Un simile innalzamento di livello, trasportando atteggiamenti fino ad oggi visti solo negli stadi e nei cortei, nella gestione della vita ordinaria di una città, è un atteggiamento nuovo, figlio della logica imposta dal Decreto Minniti che sembra ormai lasciare carta bianca agli organi repressivi dello Stato anche nella gestione politica della società, in una logica propria dello “stato di emergenza nazionale” che si vede in altri stati dell’Unione Europea, in un prospettiva di fascistizzazione della società.

L’Italia probabilmente cerca di non restare indietro nella generale stretta repressiva europea: in assenza di attentati, è bastata la psicosi terrorismo per innalzare i livelli di controllo e limitare la libertà dei cittadini, abituando la popolazione ad una gestione manu militari della crisi.

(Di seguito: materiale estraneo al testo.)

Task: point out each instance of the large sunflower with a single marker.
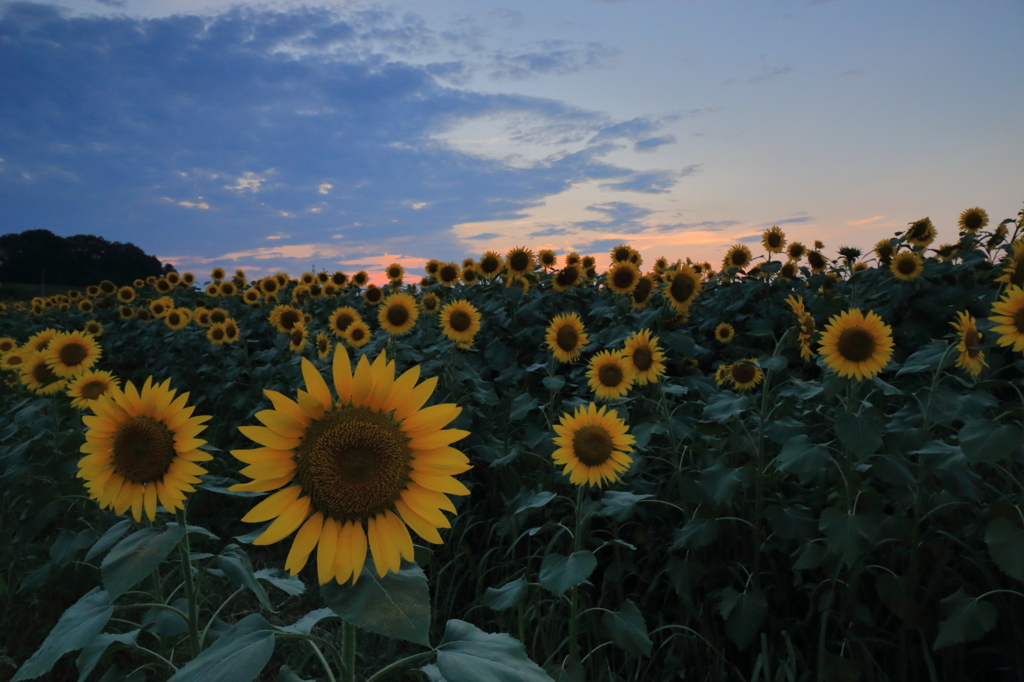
(1008, 313)
(398, 314)
(971, 358)
(593, 445)
(855, 345)
(141, 449)
(565, 337)
(609, 375)
(70, 353)
(460, 321)
(374, 457)
(644, 356)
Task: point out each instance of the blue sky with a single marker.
(347, 135)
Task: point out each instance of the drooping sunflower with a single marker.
(140, 449)
(645, 357)
(357, 334)
(683, 287)
(907, 265)
(744, 374)
(70, 353)
(398, 313)
(460, 321)
(1008, 313)
(773, 240)
(971, 357)
(592, 445)
(565, 337)
(972, 220)
(88, 386)
(855, 345)
(609, 375)
(373, 456)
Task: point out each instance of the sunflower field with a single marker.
(787, 466)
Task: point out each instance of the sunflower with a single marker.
(460, 321)
(357, 334)
(744, 374)
(374, 457)
(609, 375)
(972, 220)
(141, 449)
(398, 314)
(682, 288)
(855, 345)
(341, 318)
(88, 386)
(906, 265)
(565, 337)
(284, 317)
(969, 344)
(449, 273)
(644, 356)
(737, 257)
(773, 240)
(593, 445)
(623, 276)
(1008, 313)
(921, 233)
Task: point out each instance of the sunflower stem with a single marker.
(185, 553)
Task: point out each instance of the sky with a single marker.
(348, 135)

La giunta 5 Stelle sta solo legittimando questa logica. Dopo la pessima figura fatta con l'incapacità di gestire un evento come quello in piazza San Carlo, la sindaca Appendino ha pensato bene di puntare a riconquistare voti e consenso accontentando quella parte forcaiola di città che chiedeva maggiore controllo e polizia nei quartieri della Movida; naturalmente stando bene attenta a non colpire piccoli commercianti e proprietari dei locali, ma limitandosi ad attaccare gli ultimi del carro: venditori ambulanti e chi non si può permettere di bere nei locali.

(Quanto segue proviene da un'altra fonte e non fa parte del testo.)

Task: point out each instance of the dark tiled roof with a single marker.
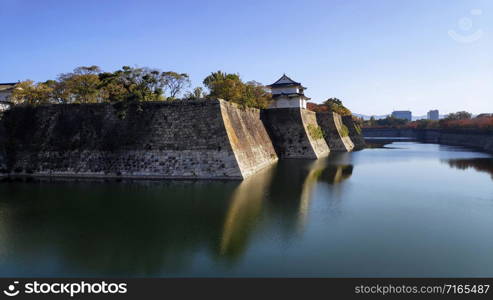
(7, 86)
(284, 81)
(290, 95)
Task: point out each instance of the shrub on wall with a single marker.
(344, 131)
(315, 132)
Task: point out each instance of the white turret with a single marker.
(287, 93)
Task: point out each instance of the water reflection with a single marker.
(243, 213)
(478, 164)
(141, 228)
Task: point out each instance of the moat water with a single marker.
(404, 209)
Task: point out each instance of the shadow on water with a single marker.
(152, 228)
(478, 164)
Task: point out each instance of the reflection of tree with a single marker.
(243, 212)
(145, 228)
(116, 229)
(478, 164)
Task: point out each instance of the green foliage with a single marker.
(90, 85)
(315, 132)
(230, 87)
(336, 105)
(344, 131)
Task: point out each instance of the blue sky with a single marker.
(376, 56)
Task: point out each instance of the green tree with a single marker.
(335, 105)
(175, 83)
(230, 87)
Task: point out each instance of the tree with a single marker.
(197, 93)
(230, 87)
(175, 82)
(27, 92)
(335, 105)
(81, 86)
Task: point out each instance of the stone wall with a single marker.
(337, 139)
(182, 139)
(248, 138)
(3, 155)
(355, 133)
(295, 133)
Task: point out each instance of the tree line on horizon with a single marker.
(457, 120)
(133, 84)
(89, 84)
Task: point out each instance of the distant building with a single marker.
(6, 90)
(403, 114)
(484, 115)
(287, 93)
(433, 115)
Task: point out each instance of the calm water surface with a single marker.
(407, 209)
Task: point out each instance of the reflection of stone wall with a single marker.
(3, 158)
(355, 133)
(295, 133)
(337, 139)
(468, 138)
(194, 139)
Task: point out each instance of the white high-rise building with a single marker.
(287, 93)
(403, 114)
(433, 115)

Così facendo ha lasciato carta bianca alle forze dell’ordine delegando al Questore la gestione di un complicato aspetto della vita cittadina.

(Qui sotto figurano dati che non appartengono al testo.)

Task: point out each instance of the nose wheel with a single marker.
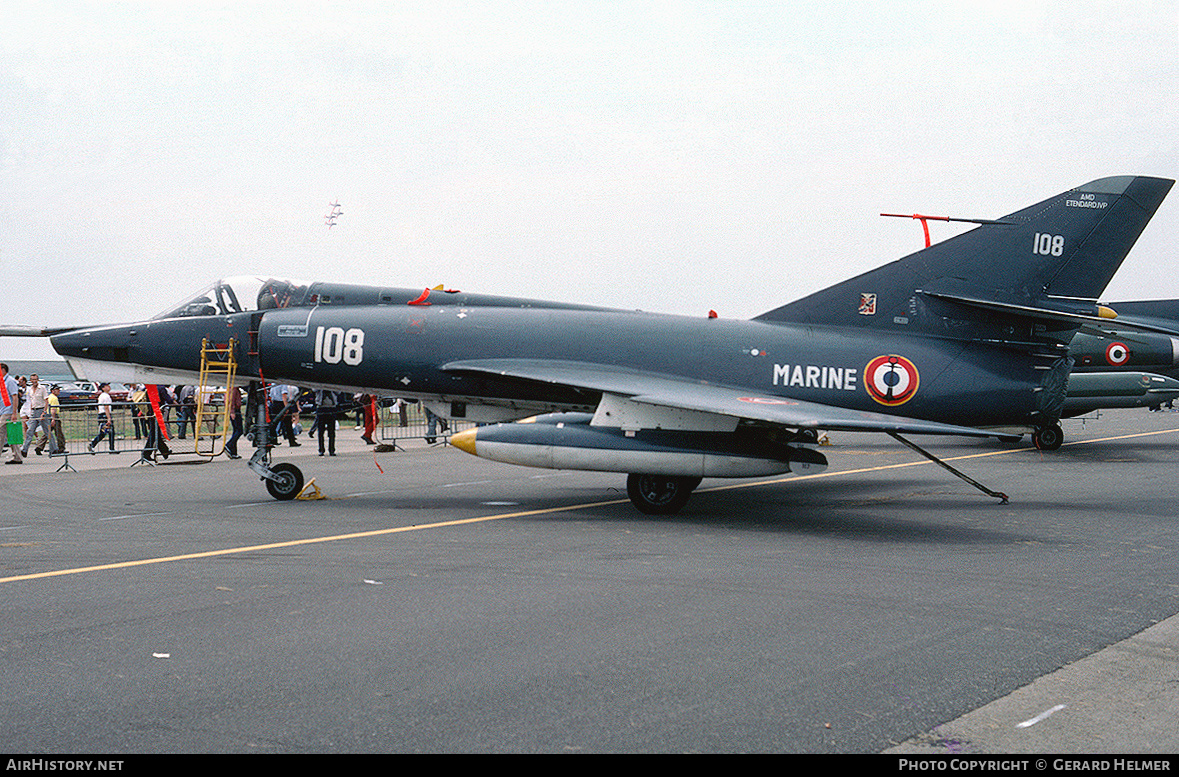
(285, 481)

Tuttavia sarebbe ingenuo pensare che dietro le cariche di ieri possa esserci una volontà di inasprire e rompere i già fragili rapporti tra 5 Stelle e movimenti sociali, che nonostante anni di collaborazione nella lotta NoTav, si vanno sempre più inaridendo a seguito delle mancate politiche di rottura e delle ambigue prese di posizione nei confronti della follia repressiva che la questura torinese sta mettendo in campo. Questo episodio rappresenterà uno spartiacque per il Movimento 5 Stelle, dal quale non ci attendiamo nulla di particolare, ma all’interno del quale è evidente la crescita di frizioni sempre più insanabili.

Questo episodio non parla solo a Torino e di Torino, ma parla di quella che forse vuole diventare la futura logica di gestione dell’ordine pubblico nelle metropoli, in un clima politico che si fa sempre più torbido.